This story is over 5 years old.


Canada Is Bringing in Yazidis Who Have Been Put Through Hell By ISIS

The persecuted religious group has been massacred, displaced, or enslaved by jihadists who invaded their homeland in Iraq.

Yazidi Kurdish women chant slogans during a protest against the Islamic State group's invasion on Sinjar city in Dohuk, northern Iraq on Monday, Aug. 3, 2015. Photo via AP

Canada's Parliament unanimously approved a plan to offer asylum to persecuted Yazidi people from Iraq in less than four months. This makes Canada one of a few countries to welcome Yazidis since thousands were massacred, displaced, or enslaved by Islamic State jihadists who invaded their homeland in the Sinjar mountains two years ago.

The move follows months of pressure from Conservatives who put forward a motion that calls on the government to recognize that ISIS has committed genocide against the religious minority, and to acknowledge that Yazidi women and girls continue to be held as sex slaves by the terror group.


Nadia Murad, a 23-year-old Yazidi woman who escaped sexual enslavement and torture in Mosul by ISIS in 2014, has been in Ottawa this week to meet with politicians and observe the vote, before which the members of parliament gave her a standing ovation. This summer, she and other witnesses told a parliamentary committee about the abuse, rape, and violence that continues against Yazidis in Iraq.

Murad, who also serves as a UN Goodwill ambassador, has spent the year travelling the world urging governments to do more for her community.

"After two years of injustice, I feel that the world is standing with us and here in Canada, they stand with us," Murad told VICE News Tuesday in a phone call from Ottawa through a translator. "When these people come to Canada, there will be new hope for life and they will feel like their rights are seen and they are seen as human beings."

Read More: New Video Shows Canadian Special Forces in Action Against ISIS

While Immigration Minister John McCallum has not yet said how many Yazidis his government will usher in, he told Parliament on Monday that his department recently deployed a team to assess the Yazidi situation in the Iraq region, and emphasized that it won't be an easy task to assist those who are stuck in remote combat zones.

A spokesperson for the minister could not answer questions from VICE News by deadline on Tuesday about whether the department would be accepting Yazidis who are internally displaced within Iraq or located in third countries such as Turkey, where they may be processed as refugees by the UNHCR because they have fled their home country.


After Murad escaped her captors in November of 2014, she moved to Germany to participate in a special government-funded project to help 1,000 Yazidi women and children recover from the trauma of slavery.

France is the only other country to specifically target Yazidis for resettlement since the Islamic State rose to power, said Murad Ismael, the executive director of Yazidi rights group Yazda, who is accompanying Nadia Murad on her trip to Ottawa. Besides that, a few dozen Yazidi refugee families have been resettled across Canada and the US through the typical refugee channels.
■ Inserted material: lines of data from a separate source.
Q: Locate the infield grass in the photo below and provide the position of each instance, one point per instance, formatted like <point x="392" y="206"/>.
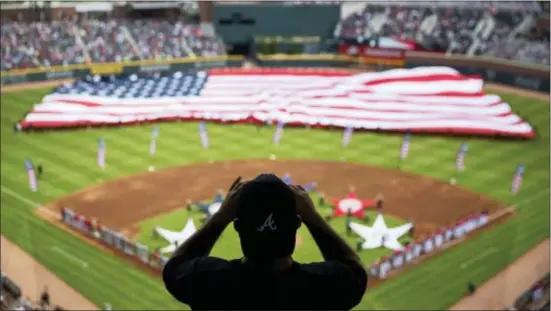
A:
<point x="228" y="244"/>
<point x="69" y="159"/>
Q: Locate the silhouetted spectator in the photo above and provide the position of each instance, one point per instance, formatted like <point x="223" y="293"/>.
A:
<point x="266" y="214"/>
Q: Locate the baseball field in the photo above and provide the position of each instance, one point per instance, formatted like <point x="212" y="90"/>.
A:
<point x="183" y="169"/>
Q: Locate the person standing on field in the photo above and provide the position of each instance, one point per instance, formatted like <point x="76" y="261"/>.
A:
<point x="266" y="213"/>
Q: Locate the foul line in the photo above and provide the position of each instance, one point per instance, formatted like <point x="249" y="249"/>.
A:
<point x="523" y="203"/>
<point x="70" y="256"/>
<point x="19" y="197"/>
<point x="479" y="257"/>
<point x="27" y="201"/>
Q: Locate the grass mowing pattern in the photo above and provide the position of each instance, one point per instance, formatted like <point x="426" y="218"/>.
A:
<point x="69" y="160"/>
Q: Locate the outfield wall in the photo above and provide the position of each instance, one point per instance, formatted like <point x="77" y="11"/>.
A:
<point x="527" y="76"/>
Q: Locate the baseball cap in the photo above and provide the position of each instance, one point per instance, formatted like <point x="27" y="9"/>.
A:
<point x="266" y="210"/>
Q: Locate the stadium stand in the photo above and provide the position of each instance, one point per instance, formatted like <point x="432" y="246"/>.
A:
<point x="503" y="30"/>
<point x="498" y="29"/>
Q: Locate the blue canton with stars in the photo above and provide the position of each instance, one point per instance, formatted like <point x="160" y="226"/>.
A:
<point x="133" y="86"/>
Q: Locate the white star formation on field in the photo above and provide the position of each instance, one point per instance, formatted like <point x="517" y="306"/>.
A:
<point x="379" y="235"/>
<point x="175" y="237"/>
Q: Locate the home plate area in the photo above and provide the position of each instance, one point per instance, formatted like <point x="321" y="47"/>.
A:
<point x="393" y="221"/>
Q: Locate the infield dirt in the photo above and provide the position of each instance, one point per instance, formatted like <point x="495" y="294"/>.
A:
<point x="121" y="204"/>
<point x="31" y="277"/>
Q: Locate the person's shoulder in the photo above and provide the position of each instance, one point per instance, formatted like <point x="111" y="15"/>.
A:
<point x="331" y="268"/>
<point x="181" y="265"/>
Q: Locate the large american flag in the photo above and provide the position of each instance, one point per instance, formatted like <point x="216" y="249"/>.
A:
<point x="426" y="99"/>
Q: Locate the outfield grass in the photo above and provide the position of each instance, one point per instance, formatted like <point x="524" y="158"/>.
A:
<point x="69" y="161"/>
<point x="306" y="251"/>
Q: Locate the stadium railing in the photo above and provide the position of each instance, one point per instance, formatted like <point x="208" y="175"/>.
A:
<point x="528" y="76"/>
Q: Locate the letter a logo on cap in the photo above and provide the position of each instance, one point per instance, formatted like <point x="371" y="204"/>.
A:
<point x="269" y="223"/>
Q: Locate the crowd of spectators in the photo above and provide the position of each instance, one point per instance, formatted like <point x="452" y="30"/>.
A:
<point x="62" y="43"/>
<point x="38" y="44"/>
<point x="106" y="41"/>
<point x="461" y="29"/>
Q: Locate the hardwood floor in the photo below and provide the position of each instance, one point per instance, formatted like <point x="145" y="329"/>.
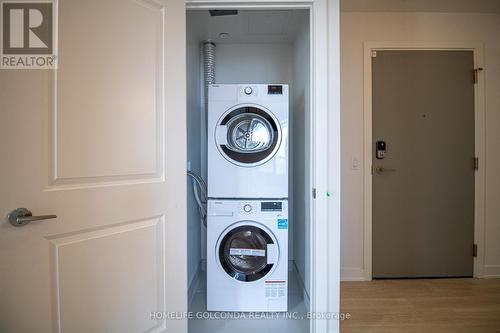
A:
<point x="433" y="305"/>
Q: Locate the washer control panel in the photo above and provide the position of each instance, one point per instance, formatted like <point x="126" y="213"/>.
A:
<point x="271" y="206"/>
<point x="248" y="91"/>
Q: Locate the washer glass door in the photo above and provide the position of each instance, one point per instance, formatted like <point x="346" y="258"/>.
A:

This includes nine Yazidis who came to Canada over the last year, as the country took the unprecedented step of expediting the refugee process for more than 30,000 Syrians.

However, it will be difficult for Canadian immigration officials to bring Yazidis in who are internally displaced, and not refugees processed by the UNHCR, according to Michelle Rempel, the Conservative MP from Calgary who brought the motion forward.

"There are diplomatic concerns you need to look at in terms of going into a country and removing people," Rempel acknowledged. But, she added that Canadian immigration officials do have legislative tools at their disposal to make it happen.

For Matthew Barber, a PhD student at the University of Chicago who has worked extensively with Yazidis in Iraq, told VICE News that while he applauds Canada's decision to resettle Yazidis, he says more needs to be done to help preserve their heritage, and prevent future atrocities in Iraq. And, the issue of resettlement abroad is a point of tension among Yazidis.

"The risks of migration are that the numbers of an already vulnerable minority could further dwindle within their country, jeopardizing the survival of this unique culture and religion," Barber wrote in an email. "Many want to stay within their country and reclaim their homeland, while others want to leave, motivated by security concerns and the lack of progress in resolving the displacement crisis … Yazidis who leave Iraq do so out of desperation, not because they prefer to abandon their homeland."

The Liberal government's response to the Yazidi crisis has taken a number of turns. In June, Prime Minister Justin Trudeau and Foreign Affairs minister Stephane Dion rebuffed calls from the Conservatives to call what's happened to the Yazidi people a genocide. But they changed their mind just after the United Nations released a report detailing how Islamic State militants have sought to "erase" Yazidi identity in ways that meet the definition of genocide under international law.